The shelves to the left are intended to hold shoes as a neat way to store and hide them effeciently with the space. Initially I had to work out the best way of cutting the material down on paper before taking actually to wood with the jigsaw.

I got six shelves out of the 12 mm sheet with enough material to make at least two more no problem if needed. Heading back inside to do a test fit I noticed did the doorframe wrapped around the inside of the cupboard wall too so had to take out a 15 mm deep notch to accomodate for that.

Notching for the doorframe

Next step was to decide at what height the shelves would go at this Took a little bit of thinking I got myself muddled up. Because with the simple division ... I've got a 1.2 m tall area for the shelving, and I want 6 shelves, but obviously there will not be a shelf at the top of the 1.2 m Region! To knock off a bit then do the division. Simpleton moment over the wall got marked up.

Shelf locations marked up - triple checked!

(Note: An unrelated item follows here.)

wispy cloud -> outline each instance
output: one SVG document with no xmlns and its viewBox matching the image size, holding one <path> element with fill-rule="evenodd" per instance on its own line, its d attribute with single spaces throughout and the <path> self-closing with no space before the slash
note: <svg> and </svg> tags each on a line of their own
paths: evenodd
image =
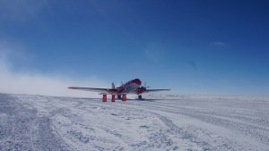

I then cut my batons of pine strips down into 12, 6 at 130mm and another 6 at 120mm. Pre-drilling with a 4 mm drill bit and then a screw initialised. The space I had where I would be attaching these batons to the wall is very confined, so I would not be able to apply large amounts of pressure because I would not be able to get myself into a position to achieve the leverage, that's why I pre-drilled the pine batons first to reduce the resistance did I would be facing.

Batons mounted 
With all 12 batons secured, the shelves went in.

Initial fitting

The next step was to tidy up the shelves: the square corner just Looked to offensive to the eye (let alone being practical) so I used a dinner plate to trace around it.

Rounding marked up and ready to cut

At this point I'm really starting to love my jigsaw and getting the hang of it so I managed to cut pretty well to plan.

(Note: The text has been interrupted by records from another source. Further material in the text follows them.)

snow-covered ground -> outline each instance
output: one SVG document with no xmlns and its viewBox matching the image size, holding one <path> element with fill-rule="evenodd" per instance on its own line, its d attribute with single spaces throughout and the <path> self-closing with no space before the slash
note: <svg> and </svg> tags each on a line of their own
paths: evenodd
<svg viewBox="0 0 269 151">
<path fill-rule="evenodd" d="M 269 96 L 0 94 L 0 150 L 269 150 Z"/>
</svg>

Jigsaw-ed cut, now a last swipe with some sandpaper

I think the rounding off made a massive difference - I think that's far more aesthetically pleasing to the eye!

Final installation

All that remains is for my girlfriend to paint the shelves and then the task is done! Next I'll be tackling the electric box ...

Friday, 14 March 2014

DIY: Garage tidying

Introduction

So having just got back from Malta, I unpacked my bags and I had ALL, seriously ALL the dive gear scattered across my living room. Unfortunately it couldn't stay like that, as much as my life revolves around diving I do need it out the way so I can do other things like watch TV, iron and generally live.

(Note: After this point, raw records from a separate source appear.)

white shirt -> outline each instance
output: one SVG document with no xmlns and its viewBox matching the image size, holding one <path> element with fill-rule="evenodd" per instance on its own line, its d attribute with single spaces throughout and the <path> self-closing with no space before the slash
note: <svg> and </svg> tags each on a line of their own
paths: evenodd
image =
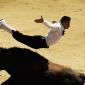
<svg viewBox="0 0 85 85">
<path fill-rule="evenodd" d="M 50 23 L 46 20 L 44 20 L 43 24 L 50 28 L 46 36 L 47 45 L 50 46 L 55 44 L 61 38 L 64 27 L 60 22 Z"/>
</svg>

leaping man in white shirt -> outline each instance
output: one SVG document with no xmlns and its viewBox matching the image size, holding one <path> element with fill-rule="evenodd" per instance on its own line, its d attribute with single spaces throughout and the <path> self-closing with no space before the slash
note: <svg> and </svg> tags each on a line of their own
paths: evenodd
<svg viewBox="0 0 85 85">
<path fill-rule="evenodd" d="M 0 25 L 3 30 L 6 30 L 8 33 L 10 33 L 17 41 L 31 48 L 39 49 L 49 48 L 51 45 L 55 44 L 64 35 L 65 29 L 69 28 L 71 18 L 69 16 L 63 16 L 59 22 L 48 22 L 41 16 L 39 19 L 35 19 L 34 21 L 36 23 L 42 23 L 49 28 L 49 32 L 46 36 L 24 35 L 23 33 L 20 33 L 15 28 L 8 25 L 3 19 L 0 20 Z"/>
</svg>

With my dive gear in the house that meant that the garage was half empty - an ideal time to tidy it up. Armed with a claw hammer I started going around my garage pulling out all the random rusty nails hammered in everywhere. With a small pile of nails it was time to get to work.

The result

The dream was to get all my dive gear neatly hung up so that I could get at it more easily and I thought it would probably do the gear a favour too. So this is what I managed:

Front to back

Back to front
Whilst doing all of this, I went through every box of dive gear and I made a startling discovery. When I first got into tech diving, all the gear needs bolt-snaps on it in some form, so every time I went diving I would buy one. Eventually I just got in the habit of buying them and then this happens:



I managed to find a total of 9, that's NINE bolt snaps that are completely surplus to requirements!!! I also then found another one in my dry suit pocket too - so that's 10 bolt-snaps!! No wonder I'm skint - at about £10 each that's about  £100 tied up in stainless steel right there!!